My Girlfriend From Turquoise Pond Requests My Help After My Millennium Seclusion Chapter 303 - What Do You Want To Ask - Bahasa Indonesia - Indowebnovel

My Girlfriend From Turquoise Pond Requests My Help After My Millennium Seclusion Chapter 303 – What Do You Want To Ask – Bahasa Indonesia

Reader Settings

Size :
A-16A+
Daftar Isi

“Kakak Lin, ketika aku datang ke sini, aku menemukan bahwa seekor binatang buas telah muncul. Aku menyarankan Kakak untuk segera menemui Kakak-Kakak Senior lainnya.”

Jiang Lan mengingatkan Lin Siya dengan ramah sebelum pergi.

“Terima kasih atas pengingatmu, Adik Junior,” Lin Siya langsung menjawab.

Kemudian, dia memperhatikan Jiang Lan menghilang ke dalam terowongan.

Dia merasa bahwa Adik Juniornya sangat keras kepala dan selalu melakukan apa yang dia inginkan.

“Kakak bahkan melompat turun tanpa berpikir.
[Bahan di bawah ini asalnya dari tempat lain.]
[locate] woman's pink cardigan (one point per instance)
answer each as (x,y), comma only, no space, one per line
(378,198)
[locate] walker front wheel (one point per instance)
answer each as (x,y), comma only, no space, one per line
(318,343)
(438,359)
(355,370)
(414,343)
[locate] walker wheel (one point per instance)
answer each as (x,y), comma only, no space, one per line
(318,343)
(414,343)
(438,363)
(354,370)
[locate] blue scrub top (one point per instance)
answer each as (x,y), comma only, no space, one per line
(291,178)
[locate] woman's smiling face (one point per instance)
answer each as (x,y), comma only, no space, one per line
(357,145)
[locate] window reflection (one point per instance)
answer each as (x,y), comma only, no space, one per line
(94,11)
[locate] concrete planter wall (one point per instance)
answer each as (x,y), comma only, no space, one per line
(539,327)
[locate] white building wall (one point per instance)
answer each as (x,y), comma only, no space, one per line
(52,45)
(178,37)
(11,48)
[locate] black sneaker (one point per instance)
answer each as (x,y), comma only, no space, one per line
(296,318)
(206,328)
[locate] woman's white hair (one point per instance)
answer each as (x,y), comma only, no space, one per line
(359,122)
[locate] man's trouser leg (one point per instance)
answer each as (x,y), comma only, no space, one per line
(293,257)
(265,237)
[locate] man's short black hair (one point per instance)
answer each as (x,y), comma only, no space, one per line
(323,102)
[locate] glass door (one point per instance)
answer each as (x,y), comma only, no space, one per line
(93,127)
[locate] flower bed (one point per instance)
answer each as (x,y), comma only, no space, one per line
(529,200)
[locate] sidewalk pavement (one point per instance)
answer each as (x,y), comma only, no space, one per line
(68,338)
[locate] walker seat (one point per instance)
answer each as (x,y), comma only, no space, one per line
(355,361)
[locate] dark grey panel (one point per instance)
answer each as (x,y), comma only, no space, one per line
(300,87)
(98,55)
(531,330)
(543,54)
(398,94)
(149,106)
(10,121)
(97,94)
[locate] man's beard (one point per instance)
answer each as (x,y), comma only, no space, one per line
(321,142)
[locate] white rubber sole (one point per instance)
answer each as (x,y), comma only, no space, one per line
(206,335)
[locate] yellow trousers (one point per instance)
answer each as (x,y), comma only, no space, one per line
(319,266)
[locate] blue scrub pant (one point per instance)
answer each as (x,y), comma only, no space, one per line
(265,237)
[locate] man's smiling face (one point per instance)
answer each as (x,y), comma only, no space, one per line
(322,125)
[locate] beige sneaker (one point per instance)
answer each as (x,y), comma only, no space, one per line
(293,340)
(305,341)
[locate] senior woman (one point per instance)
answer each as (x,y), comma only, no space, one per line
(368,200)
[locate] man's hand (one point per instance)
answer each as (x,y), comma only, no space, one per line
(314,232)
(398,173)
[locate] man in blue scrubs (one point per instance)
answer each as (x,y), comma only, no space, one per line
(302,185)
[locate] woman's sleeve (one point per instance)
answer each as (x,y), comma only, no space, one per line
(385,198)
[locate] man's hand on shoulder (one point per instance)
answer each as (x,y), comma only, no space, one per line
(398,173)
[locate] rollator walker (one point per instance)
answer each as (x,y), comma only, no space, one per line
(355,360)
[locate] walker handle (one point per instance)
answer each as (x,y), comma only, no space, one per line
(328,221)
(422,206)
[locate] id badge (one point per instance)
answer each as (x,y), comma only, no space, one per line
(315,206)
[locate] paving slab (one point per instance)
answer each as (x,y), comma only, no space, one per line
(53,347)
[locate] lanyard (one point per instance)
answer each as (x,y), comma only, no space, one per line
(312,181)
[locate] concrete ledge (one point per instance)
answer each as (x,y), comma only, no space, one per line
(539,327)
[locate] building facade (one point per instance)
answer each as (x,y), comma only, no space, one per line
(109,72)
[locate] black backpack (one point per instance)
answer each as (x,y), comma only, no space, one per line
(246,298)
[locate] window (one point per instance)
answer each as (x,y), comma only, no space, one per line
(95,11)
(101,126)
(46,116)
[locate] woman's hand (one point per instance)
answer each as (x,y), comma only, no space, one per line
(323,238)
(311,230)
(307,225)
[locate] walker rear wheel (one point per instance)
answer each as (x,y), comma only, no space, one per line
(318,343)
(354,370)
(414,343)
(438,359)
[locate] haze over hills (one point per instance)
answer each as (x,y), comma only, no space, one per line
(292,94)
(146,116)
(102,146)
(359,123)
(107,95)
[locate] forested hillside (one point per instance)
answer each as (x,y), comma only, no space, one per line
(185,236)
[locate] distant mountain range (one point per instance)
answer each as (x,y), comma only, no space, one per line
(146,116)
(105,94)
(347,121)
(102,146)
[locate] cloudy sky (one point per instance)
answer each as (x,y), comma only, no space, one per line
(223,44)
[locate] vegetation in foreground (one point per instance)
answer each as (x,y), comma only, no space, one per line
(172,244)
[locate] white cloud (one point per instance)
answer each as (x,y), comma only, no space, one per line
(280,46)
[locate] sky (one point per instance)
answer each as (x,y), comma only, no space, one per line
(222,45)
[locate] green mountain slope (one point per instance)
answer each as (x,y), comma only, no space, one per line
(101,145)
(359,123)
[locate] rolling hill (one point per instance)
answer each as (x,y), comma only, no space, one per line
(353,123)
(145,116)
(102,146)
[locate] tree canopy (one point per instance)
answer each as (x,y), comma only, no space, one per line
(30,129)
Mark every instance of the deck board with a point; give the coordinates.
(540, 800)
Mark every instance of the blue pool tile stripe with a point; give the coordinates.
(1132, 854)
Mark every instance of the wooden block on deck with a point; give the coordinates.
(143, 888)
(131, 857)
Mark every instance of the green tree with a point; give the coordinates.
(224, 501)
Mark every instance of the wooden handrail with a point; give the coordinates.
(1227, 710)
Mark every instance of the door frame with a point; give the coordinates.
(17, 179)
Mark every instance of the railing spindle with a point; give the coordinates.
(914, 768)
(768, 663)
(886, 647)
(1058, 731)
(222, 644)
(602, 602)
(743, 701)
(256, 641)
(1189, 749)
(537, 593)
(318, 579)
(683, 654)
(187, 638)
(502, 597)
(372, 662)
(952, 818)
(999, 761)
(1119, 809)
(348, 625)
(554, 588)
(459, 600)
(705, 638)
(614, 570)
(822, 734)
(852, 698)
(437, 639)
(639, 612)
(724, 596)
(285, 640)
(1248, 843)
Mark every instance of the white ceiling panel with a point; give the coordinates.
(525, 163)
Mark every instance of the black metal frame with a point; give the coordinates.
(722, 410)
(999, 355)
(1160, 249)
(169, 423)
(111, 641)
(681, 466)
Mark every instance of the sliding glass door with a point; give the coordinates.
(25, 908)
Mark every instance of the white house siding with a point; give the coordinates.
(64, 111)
Ck ck.” Lin Siya tersenyum lebar.

“Aku tidak pernah menyangka bahwa Kakak yang biasanya dingin dan jauh akan mengalami hari seperti ini.”

Kemudian, dia segera pergi mencari Kakak-Kakak Seniornya.

Karena Kakaknya telah tersingkir, dia telah kehilangan dukungannya.

Jika dia tidak menemukan Kakak-Kakak Senior lainnya, giliran dia yang akan tersingkir.

Dia bahkan belum melakukan apa pun.

Dia merasa marah karena dikeluarkan dari Pertemuan Awan Penyihir begitu saja.

Tapi binatang buas…

Mengapa ada binatang buas di sini?

“Lupakan saja, nanti aku akan memberi tahu Kakak-Kakak Seniorku.”

Dengan pikiran itu, Lin Siya menghilang di ujung platform.

Jiang Lan tidak pergi ke tingkat ketiga. Sebaliknya, dia mengaktifkan Penglihatan Satu Daunnya dan menuju ke tingkat kelima.

Mereka yang berada di bawah tingkat keempat bahkan bukan immortal dan kekuatan mereka terlalu rendah.

Cahaya yang dia peroleh hanyalah sehelai kecil.

Ini mungkin hanya puncak gunung es.

Cahaya itu muncul entah dari mana di tubuh mereka. Tidak diketahui apakah itu karena pertarungan di tingkat atas atau sesuatu yang lain.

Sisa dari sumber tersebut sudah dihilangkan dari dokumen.